Saturday, February 12, 2011

Blog # 4- Organized Crime Relating to the Carbon Market

Chelsea Smothers

Blog # 4

2/12/2011

9:04 PM

European Union pollution permits were stolen, sparking a police hunt across the continent. Organized criminals are being blamed for this act. When CO2 permits are stolen, the thieves try to sell them in a market before the owners realize they are even missing, according to Czech trader Nikos Tornikidis. These criminals may have exploited "negligent" security standards in some European Union nations that participate in the world's largest system for trading rights to discharge greenhouse gases, said Jos Delbeke, the director general for climate at the European Commission. Computer attacks that happened this month could be related to last year's outbreaks of "carousel fraud" and "phishing attacks," said the director of Europol. The European Union regulator suspended registries on January 19th in 30 countries that track carbon permits. This act caused a 12-day halt in spot trading. The commission stated that as many as 2 million permits, valued at 30 million euros($42 million), may be missing. Some permits, however, may be recovered. In Greece, CO2 hackers have been traced and arrests will be announced within the next few days. On January 21, the Austrian registry announced that it tracked down 488,141 missing carbon credits in Sweden and Liechtenstein shortly after a January 10th hacking attack, and authorities blocked them from use. All registries in Europe have been blocked by the European Union after Blackstone Global Ventures, a trader that is based in the Czech city of Brno, informed national administrators on January 19 that 475,000 allowances were missing from its account. Last week CEZ AS said it lost 700,000 allowances in unauthorized transfers in the raids on registry. "The environmental effectiveness is not threatened," Delbeke stated. "There's a short-term pain, but I'm convinced it'll become a long-term gain," said Delbeke. "Once this is behind us, we'll have a much stronger system, which a much stronger infrastructure," he said.
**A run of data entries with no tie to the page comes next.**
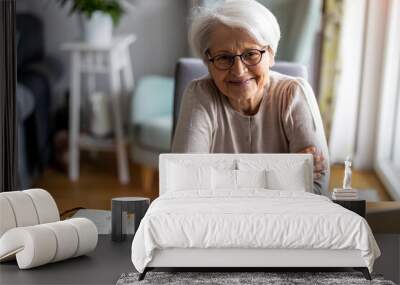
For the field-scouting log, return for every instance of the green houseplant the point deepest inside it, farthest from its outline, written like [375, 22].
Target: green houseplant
[87, 8]
[98, 17]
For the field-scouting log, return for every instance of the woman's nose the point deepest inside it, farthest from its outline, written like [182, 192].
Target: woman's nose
[238, 68]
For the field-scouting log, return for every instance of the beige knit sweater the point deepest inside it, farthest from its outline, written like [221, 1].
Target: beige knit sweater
[288, 120]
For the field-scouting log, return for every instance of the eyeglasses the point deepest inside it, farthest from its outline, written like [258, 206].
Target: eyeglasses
[225, 61]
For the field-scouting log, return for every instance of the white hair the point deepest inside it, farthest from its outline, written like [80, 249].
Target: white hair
[248, 15]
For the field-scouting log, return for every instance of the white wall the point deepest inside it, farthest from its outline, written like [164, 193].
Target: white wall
[160, 26]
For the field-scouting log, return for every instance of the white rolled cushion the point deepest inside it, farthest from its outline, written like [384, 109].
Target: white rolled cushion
[223, 179]
[33, 246]
[87, 235]
[45, 205]
[251, 179]
[23, 208]
[188, 177]
[7, 218]
[67, 240]
[40, 244]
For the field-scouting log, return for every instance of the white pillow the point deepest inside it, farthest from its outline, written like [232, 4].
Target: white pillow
[251, 178]
[281, 174]
[188, 177]
[223, 179]
[293, 180]
[235, 179]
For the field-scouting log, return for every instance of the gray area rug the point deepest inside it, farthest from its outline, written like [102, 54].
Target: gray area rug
[229, 278]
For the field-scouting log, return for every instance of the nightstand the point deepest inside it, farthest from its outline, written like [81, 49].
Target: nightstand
[357, 206]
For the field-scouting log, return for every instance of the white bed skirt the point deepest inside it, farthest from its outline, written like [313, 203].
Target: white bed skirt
[192, 257]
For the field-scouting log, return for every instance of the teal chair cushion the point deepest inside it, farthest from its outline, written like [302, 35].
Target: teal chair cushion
[151, 114]
[153, 97]
[155, 133]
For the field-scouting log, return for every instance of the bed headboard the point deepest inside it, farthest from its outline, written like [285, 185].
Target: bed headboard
[274, 161]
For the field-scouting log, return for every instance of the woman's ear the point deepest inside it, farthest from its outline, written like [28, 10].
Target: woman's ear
[271, 56]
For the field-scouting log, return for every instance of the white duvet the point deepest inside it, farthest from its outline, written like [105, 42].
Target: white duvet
[252, 218]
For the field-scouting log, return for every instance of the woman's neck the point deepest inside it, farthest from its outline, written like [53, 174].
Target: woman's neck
[247, 106]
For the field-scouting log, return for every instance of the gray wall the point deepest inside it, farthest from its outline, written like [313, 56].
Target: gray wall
[160, 26]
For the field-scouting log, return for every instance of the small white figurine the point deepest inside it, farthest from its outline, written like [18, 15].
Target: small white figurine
[347, 174]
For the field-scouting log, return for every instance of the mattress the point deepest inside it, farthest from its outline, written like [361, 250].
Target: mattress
[250, 219]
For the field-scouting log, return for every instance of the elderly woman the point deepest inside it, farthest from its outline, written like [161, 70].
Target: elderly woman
[243, 106]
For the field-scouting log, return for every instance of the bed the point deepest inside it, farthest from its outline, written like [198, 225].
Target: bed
[247, 211]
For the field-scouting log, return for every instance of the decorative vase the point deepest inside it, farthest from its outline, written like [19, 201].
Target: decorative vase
[97, 30]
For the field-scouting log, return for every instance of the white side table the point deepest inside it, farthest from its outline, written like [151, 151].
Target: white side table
[91, 60]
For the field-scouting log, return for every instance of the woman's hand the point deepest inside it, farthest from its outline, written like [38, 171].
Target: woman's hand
[318, 160]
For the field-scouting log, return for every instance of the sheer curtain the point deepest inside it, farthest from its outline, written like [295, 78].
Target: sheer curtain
[358, 85]
[8, 129]
[387, 159]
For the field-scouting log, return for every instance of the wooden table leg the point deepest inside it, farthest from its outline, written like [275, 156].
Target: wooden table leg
[115, 84]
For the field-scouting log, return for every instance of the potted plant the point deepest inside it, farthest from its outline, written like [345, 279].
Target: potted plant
[99, 17]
The way I see it, none of these thieves could get away with these actions of the system was stronger. If it keeps happening, either not enough attention is being put on it or the same mistakes are being made in order to not be able to resolve the issue. For Delbeke to say that the problem is just a short-term pain, I disagree. It seems to me it is becoming a long-term pain since the issue is not clearing up. I do hope though, the the problem does become just a part of the past soon, and just like Delbecke said, the system will be stronger.